Member of the Landtag of Liechtenstein for Oberland
- In office 7 February 2021 – 9 February 2025

Personal details
- Born: 4 July 1956 (age 69) Vaduz, Liechtenstein
- Political party: Patriotic Union
- Spouse: Sylvia Siegrist ​(m. 1988)​
- Children: 2

= Walter Frick =

Liechtenstein politician (born 1956)

Walter Frick (born 4 July 1956) is a politician from Liechtenstein who served in the Landtag of Liechtenstein from 2021 to 2025.

== Life ==
Frick was born on 4 July 1956 in Vaduz as the son of Erwin Frick and Lina (née Perotto) as one of five children. He attended elementary school in Schaan and then secondary school in Vaduz. From 1973 to 1976 he conducted an apprenticeship as a bricklayer and then attended a social education course in Zurich. From 1989 to 2021 he was the group leader and department head at the special education centre in Schaan. He also works as a winemaker.

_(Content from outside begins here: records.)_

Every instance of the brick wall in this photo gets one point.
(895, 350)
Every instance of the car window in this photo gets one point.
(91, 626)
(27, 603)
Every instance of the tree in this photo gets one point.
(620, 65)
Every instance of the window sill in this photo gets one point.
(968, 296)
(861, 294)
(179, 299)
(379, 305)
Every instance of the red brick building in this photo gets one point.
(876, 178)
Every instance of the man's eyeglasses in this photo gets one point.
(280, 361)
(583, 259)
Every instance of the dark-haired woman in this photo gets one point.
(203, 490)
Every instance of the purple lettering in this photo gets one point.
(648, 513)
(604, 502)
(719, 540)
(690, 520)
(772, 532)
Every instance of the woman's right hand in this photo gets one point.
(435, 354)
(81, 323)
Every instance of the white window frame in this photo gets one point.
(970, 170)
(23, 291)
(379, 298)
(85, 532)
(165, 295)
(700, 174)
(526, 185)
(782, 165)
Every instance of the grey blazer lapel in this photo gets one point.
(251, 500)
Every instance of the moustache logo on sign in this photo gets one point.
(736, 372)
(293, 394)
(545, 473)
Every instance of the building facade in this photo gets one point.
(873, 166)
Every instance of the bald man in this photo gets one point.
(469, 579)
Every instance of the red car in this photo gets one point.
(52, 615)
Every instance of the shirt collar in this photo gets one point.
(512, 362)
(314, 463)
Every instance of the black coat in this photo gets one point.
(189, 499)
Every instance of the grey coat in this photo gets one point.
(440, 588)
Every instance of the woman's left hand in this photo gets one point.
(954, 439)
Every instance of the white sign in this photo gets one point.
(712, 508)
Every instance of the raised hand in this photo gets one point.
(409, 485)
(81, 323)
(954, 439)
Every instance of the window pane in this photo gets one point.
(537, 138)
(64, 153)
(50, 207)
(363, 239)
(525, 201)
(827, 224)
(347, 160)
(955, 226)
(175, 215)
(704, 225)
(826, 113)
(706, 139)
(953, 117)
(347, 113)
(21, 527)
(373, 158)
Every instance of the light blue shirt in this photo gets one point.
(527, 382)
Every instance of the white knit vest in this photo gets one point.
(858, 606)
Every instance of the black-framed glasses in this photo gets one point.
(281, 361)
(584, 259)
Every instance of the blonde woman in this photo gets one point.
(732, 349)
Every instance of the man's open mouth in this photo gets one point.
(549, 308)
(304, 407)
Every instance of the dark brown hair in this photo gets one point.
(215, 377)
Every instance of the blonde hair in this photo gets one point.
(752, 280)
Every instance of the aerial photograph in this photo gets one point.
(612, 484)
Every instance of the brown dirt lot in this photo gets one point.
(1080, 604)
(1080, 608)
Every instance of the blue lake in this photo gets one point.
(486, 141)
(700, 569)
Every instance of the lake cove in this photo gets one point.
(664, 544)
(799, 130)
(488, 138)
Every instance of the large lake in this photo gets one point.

From 2007 to 2019 he was a member of the Schaan municipal council as a member of the Patriotic Union. From 2021 to 2025, he was a member of the Landtag of Liechtenstein. He has been a proponent for the banning of fossil fuel heating in Liechtenstein.

Frick married Sylvia Siegrist on 8 August 1988 and they have two children together. He lives in Schaan.